Scaring us about Social Security serves the purpose of diverting out attention from the very real problem of high health care costs. After all, the administration and Congress are completely in the pockets of the health care industry (the insurance and pharmaceutical companies and the hospital and doctors lobbies) and they want to avoid for as long as possible the fact that a government-run single-payer system of financing health care is the only long-term solution to this problem.

Next: What needs to be done

POST SCRIPT: This woman is very upset

Before he started playing the doctor in the current TV series House, Hugh Laurie played goofy characters in comedies on British TV. Here he plays a hapless TV news reporter in a sketch from the BBC TV show A Bit of Fry and Laurie.

Comments

  1. Rian says

    The big problem for me isn’t speculation to try to keep money in the account. It’s that when the T-bills and T-bonds representing the value currently in the Social Security account have to be liquidated to pay benefits is when there’s a problem -- the money to pay the interest on those bonds and bills comes from the Federal budget, already under great strain.

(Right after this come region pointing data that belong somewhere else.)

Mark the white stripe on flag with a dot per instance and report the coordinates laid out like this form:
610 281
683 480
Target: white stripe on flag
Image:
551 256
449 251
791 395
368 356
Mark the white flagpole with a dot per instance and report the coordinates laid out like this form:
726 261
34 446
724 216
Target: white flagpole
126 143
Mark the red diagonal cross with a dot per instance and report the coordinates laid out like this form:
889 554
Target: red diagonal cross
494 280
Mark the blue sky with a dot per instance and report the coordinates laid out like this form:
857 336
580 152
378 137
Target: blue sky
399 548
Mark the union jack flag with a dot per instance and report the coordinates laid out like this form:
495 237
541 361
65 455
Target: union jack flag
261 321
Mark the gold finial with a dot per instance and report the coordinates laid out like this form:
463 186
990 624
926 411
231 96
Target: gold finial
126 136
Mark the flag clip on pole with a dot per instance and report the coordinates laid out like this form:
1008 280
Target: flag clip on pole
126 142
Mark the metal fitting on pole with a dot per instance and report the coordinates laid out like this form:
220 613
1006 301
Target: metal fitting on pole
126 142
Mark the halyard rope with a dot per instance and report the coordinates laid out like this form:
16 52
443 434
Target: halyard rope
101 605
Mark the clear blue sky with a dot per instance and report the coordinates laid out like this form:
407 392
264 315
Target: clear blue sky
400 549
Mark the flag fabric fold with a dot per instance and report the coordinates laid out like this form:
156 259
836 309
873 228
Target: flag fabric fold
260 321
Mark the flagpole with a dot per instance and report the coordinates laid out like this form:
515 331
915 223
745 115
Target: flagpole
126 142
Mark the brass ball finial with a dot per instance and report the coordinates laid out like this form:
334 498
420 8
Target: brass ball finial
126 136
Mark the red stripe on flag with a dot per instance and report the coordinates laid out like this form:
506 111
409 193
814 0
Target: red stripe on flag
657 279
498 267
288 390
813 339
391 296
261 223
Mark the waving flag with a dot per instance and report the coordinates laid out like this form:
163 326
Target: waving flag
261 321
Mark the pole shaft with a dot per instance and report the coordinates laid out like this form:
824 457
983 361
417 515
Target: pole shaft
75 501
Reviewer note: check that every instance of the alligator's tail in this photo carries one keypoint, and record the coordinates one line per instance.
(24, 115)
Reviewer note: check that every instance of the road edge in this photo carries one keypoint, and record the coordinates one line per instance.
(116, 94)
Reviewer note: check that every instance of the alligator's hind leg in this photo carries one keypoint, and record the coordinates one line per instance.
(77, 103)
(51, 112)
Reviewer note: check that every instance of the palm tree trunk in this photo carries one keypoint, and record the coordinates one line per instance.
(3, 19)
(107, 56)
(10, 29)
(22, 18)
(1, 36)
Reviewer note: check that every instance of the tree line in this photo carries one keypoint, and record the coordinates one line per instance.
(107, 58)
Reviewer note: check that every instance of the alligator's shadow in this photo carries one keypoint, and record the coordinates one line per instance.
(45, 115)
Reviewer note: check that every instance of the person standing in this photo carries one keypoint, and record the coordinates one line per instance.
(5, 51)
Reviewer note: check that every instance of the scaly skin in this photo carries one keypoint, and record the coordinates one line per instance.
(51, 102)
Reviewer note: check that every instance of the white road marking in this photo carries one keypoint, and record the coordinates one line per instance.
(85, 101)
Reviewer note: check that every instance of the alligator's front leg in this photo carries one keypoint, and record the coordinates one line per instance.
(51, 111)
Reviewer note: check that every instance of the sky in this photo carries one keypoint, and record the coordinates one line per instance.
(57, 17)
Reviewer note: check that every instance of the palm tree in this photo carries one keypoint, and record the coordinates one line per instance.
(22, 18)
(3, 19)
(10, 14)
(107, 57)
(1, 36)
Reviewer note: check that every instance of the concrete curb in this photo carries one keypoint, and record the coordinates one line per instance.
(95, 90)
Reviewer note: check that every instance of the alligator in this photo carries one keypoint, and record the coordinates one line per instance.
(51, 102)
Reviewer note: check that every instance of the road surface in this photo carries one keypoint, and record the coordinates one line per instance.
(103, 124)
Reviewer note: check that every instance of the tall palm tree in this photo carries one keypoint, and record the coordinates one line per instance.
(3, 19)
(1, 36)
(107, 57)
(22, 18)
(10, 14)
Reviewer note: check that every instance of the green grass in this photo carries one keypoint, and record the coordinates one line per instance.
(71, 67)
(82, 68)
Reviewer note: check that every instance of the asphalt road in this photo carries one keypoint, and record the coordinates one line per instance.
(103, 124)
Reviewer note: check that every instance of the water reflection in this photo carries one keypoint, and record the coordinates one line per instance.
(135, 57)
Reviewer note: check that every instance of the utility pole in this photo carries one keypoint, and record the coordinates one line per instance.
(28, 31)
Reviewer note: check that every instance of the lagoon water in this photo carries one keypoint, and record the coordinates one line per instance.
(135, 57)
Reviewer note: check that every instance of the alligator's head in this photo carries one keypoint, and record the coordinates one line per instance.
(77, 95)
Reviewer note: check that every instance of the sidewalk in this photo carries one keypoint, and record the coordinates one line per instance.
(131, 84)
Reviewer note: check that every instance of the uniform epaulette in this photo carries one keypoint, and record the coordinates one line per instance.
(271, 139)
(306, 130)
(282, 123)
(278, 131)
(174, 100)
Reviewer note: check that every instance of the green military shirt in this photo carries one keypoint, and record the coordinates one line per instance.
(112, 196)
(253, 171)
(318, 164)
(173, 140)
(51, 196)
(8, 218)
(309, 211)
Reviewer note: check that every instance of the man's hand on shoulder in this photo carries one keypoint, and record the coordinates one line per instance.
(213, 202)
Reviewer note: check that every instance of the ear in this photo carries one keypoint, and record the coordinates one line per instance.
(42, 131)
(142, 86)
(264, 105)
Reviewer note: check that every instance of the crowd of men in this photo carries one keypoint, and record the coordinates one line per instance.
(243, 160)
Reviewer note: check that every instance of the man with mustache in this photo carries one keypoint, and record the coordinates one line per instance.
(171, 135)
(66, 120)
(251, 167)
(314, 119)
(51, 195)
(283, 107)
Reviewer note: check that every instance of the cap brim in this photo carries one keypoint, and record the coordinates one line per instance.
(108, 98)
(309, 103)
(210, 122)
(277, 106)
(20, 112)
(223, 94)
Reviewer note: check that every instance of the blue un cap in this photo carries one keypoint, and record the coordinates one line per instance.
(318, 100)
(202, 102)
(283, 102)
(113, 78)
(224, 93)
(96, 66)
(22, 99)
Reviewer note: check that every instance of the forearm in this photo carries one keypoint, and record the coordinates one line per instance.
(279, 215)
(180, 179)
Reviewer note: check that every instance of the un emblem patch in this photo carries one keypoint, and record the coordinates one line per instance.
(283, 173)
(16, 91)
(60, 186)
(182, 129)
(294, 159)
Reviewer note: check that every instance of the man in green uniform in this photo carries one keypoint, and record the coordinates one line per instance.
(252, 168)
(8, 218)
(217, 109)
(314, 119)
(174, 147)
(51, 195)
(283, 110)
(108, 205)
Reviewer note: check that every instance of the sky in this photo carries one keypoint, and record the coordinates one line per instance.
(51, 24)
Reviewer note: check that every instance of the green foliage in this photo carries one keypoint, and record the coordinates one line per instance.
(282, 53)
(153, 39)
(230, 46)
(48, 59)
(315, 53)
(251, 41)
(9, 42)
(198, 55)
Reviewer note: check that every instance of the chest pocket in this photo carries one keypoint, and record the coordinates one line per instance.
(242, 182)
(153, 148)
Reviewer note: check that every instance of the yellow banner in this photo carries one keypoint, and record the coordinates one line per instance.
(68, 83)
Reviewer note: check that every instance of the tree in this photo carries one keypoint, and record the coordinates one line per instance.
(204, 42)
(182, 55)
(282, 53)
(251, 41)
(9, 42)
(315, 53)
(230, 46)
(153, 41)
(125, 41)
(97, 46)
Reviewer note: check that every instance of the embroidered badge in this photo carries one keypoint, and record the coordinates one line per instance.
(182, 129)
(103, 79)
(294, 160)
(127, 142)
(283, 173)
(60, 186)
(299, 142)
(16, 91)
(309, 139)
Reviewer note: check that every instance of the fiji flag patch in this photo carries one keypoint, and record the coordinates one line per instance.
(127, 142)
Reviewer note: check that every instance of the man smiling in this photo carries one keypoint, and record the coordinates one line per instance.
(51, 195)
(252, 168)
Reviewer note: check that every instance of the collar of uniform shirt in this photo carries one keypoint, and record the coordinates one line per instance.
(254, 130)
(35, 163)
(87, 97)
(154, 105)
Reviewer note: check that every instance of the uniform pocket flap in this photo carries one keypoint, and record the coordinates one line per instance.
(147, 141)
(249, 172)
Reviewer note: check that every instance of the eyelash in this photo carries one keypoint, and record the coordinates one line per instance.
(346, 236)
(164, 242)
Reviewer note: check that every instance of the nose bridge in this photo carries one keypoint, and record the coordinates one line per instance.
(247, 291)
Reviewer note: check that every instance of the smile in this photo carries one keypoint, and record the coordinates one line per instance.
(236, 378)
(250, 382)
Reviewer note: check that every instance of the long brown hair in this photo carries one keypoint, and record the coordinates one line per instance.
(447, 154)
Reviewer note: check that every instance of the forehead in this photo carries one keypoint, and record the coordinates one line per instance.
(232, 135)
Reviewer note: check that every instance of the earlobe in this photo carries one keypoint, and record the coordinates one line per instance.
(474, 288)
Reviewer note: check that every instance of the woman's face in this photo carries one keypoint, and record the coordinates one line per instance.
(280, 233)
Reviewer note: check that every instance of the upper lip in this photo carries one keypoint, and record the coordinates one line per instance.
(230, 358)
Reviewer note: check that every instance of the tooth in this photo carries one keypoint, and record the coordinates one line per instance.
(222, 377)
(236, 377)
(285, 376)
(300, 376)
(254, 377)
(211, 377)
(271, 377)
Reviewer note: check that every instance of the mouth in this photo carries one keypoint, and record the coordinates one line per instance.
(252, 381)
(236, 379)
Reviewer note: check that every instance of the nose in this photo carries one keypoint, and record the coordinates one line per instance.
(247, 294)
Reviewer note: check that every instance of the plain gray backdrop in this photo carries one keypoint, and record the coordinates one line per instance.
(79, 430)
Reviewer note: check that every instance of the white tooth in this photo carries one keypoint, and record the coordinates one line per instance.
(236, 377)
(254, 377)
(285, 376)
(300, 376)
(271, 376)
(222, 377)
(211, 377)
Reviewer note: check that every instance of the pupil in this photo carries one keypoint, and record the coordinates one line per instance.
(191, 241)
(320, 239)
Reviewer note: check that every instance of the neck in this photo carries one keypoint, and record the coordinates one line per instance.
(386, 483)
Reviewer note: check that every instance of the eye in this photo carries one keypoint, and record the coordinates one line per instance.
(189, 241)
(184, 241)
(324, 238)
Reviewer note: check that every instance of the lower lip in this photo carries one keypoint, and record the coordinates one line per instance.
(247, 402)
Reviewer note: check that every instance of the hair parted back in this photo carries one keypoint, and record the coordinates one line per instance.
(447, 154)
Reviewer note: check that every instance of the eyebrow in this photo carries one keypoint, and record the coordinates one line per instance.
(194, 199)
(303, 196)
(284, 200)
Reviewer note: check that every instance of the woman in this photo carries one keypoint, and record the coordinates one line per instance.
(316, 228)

    And if the dollar continues its slide as the reserve currency for the world, then who will want the additional bonds in the first place? China, the holder of the largest amount of dollars held overseas, is starting to slow their rate of purchase of dollars, instead opting for euros. Eventually, the United States dollar will be a peer competitor with the euro in terms of a reserve currency (which makes sense, since the eurozone is roughly the same size and economic strength as the United States), which bodes ill for the demand of the primary debt notes of the United States government. Don’t be surprised if we don’t default on our Social Security after all; but at the same time interest rates skyrocket and inflation further erodes the value of the dollar. It will make people wax nostalgic for the 1970s.

    Do keep in mind that governments have defaulted on their debts many times throughout history. It is in fact possible that America will do the same, especially as the demand for securities backed by dollars erodes. Also, Social Security impacts one of the last remaining politically active segments of American society, the retirees, and for sure it’s a political tactic (aided and abetted by those who want a couple of trillion dollars injected into the speculative markets) to whip up that last bastion of voting strength into a furor.

    There certainly is a structural flaw in the system, but it’s not the one that garners the political attention. Having a four trillion dollar IOU, even as secure of an IOU as a Treasury bond, is not the same thing as having four trillion dollars in cash.